À Tourville, on l’appelait Saint-Antoine

Parce qu’il se nommait Antoine.

C’était un paysan de quarante ans

Joyeux farceur,

Vigoureux, bon vivant,

Insatiable buveur

Et soigneux de ses intérêts.

Il était connu dans toute la contrée.

 

Le 8 janvier, arrivait à Tourville

Un détachement de Prussiens.

 

Antoine soupait avec sa fille,

Quand entra le maire, maître Durand

Suivi d’un soldat allemand :

-« J’suis chargé de loger des Prussiens..

En v’là un qu’tu dois héberger.

Et surtout, pas d’blague. Tiens-toi bien.

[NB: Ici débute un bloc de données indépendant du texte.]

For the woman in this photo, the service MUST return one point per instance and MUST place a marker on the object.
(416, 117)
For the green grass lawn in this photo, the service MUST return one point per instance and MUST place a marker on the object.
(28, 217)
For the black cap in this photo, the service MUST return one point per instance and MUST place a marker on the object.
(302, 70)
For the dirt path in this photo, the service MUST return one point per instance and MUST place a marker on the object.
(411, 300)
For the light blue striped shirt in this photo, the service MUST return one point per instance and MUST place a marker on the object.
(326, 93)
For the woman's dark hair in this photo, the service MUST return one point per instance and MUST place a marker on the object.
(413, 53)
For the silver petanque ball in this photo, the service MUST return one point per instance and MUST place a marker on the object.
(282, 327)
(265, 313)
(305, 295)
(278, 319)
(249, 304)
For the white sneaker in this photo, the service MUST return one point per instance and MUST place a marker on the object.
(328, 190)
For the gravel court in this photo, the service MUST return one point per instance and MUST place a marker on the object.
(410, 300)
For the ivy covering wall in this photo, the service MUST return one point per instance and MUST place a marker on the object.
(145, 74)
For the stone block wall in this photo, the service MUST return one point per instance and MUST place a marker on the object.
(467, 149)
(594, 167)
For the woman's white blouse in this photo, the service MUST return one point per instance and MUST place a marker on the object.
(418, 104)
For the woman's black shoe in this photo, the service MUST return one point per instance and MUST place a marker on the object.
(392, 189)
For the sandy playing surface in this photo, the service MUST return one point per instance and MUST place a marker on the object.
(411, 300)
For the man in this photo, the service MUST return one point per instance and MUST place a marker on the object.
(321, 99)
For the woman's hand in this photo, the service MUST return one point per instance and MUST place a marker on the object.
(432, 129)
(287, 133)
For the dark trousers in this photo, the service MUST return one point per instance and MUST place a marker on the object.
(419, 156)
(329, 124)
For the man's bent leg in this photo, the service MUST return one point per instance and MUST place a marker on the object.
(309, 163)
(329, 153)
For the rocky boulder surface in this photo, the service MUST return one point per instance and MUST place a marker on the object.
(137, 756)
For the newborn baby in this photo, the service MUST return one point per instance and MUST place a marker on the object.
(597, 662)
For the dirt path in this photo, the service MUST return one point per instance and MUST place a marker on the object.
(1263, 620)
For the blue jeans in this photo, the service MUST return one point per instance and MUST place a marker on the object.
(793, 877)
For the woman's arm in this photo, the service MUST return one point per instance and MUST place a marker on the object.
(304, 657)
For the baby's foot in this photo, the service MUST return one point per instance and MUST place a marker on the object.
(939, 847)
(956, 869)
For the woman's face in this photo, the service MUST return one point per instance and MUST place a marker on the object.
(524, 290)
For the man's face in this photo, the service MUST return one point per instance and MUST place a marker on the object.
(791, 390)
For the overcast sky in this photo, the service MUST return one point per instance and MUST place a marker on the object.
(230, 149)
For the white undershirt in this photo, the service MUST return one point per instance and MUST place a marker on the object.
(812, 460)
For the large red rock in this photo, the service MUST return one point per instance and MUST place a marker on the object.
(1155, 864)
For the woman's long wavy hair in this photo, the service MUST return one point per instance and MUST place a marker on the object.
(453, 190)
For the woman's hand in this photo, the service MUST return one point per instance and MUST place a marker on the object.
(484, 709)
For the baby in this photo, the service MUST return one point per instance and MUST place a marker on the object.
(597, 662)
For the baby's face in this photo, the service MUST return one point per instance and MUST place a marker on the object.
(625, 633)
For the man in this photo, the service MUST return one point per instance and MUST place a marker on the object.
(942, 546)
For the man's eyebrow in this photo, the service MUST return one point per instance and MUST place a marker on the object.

Sinon, i’ vont t’fusiller. »

 

Le soldat était un gros garçon,

Aux yeux bleus, au poil blond

Qui semblait idiot mais bon gars.

-« Tiens, avale ça,

Sale chien ! »

-« Ya », répondit le prussien

Qui se mit à manger goulûment.

 

Saint-Antoine le resservit copieusement

-« Allons, fous-toi ça dans l’estomac !

T’engraisseras ! »

Puis Antoine trinqua avec le Prussien.

-« Chez toi, t’en bois pas du comme ça, hein ? »

 

Antoine ne sortait plus sans son Prussien.

Il le présentait à tous ses voisins :

-« R’gardez-moi s’il engraisse, c’t’animal-là !

Cré coquin, va ! »

 

Tous les jours, Antoine s’enhardissait.

Il lui pinçait les cuisses et disait :

-« Rien qu’du gras ! »

Il lui tapait sur les fesses en hurlant :

-« D’la couenne, tout ça !

Hein, sacripant ? »

Il l’enlevait dans ses bras de colosse :

-« I’ pèse plus d’cent kilos, c’te rosse ! »

 

Ils devinrent copains malgré tout.

Le Prussien accompagnait Antoine partout.

Un soir, Saint-Antoine acheta du fumier

À un fermier voisin, maître Marais,

En vue des travaux printaniers.

Il chargea le tombereau d’engrais,

Aidé par son Prussien.

 

En route, Antoine s’amusait à pousser

Son sale chien

Pour le faire culbuter dans le fossé.

Le soldat jura en allemand

Ce qui fit rire le paysan.

 

Mais bientôt le prussien se fâcha et le boxa.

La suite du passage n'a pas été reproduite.